Many complex systems may be represented as complex networks of ith parts or nodes (ni) interconnected by some kind of bonds, ties, relationships, links (Lij). For instance, Fowler et al. represented all case citations (Lij) in the U.S. Supreme Court as a network of nj cases citing and/or cited by other. These huge collections of nodes/links are impossible to remember and rationalize by a single person in order to assign correct links in new situations. Fortunately, Artificial Neural Networks (ANNs) can help us in this task. If we want use ANNs to predict links in complex networks, first we need to transform all the information into numerical input parameters to feed ANNs, second: we need to find the best ANN to predict our network. We can solve the first problem quantifying the structural information of the complex system (Brain, Ecological, Social, etc.) with universal information measures known as Shannon entropy (Sh). We can quantify topological (connectivity) information of both the complex networks under study and a set of ANNs trained using Shannon measures.
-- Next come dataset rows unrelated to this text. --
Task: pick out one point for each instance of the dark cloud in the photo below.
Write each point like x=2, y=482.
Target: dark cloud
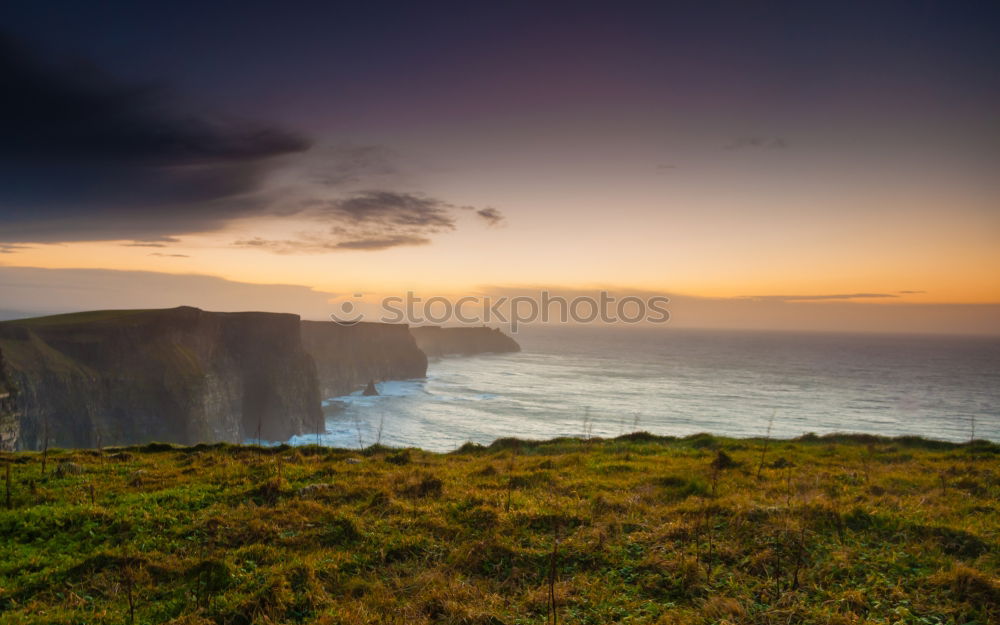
x=158, y=242
x=390, y=208
x=352, y=164
x=84, y=157
x=314, y=244
x=816, y=298
x=492, y=216
x=758, y=143
x=371, y=220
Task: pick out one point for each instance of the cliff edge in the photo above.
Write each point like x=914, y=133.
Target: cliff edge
x=178, y=375
x=348, y=357
x=436, y=341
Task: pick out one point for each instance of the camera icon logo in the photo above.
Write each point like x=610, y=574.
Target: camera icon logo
x=349, y=315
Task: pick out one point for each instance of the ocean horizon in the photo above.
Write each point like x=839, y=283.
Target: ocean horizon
x=600, y=381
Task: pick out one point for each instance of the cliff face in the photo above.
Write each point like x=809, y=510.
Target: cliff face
x=436, y=341
x=9, y=426
x=180, y=375
x=347, y=357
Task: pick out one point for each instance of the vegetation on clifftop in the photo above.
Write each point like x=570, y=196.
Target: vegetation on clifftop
x=640, y=529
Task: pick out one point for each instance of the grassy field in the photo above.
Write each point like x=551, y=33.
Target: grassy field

Then using both sets of information parameters as inputs we can develop a dual QSPR model to discriminate between SANNs and not efficient ANN topologies. Here we used this QSPR method to develop potential HPC schedulers for complex systems. We studied 663072 citations to majority opinions in 43 sub-networks; each one with 5,000 (5K) citations to U.S. Supreme Court decisions (5KCNs). The overall accuracy of the ANN found was of >85% for 5KCNs; in training and validation series.

Keywords: SANN Scheduler; Markov-Shannon Entropy; U.S. Supreme Court; Social Network Analysis.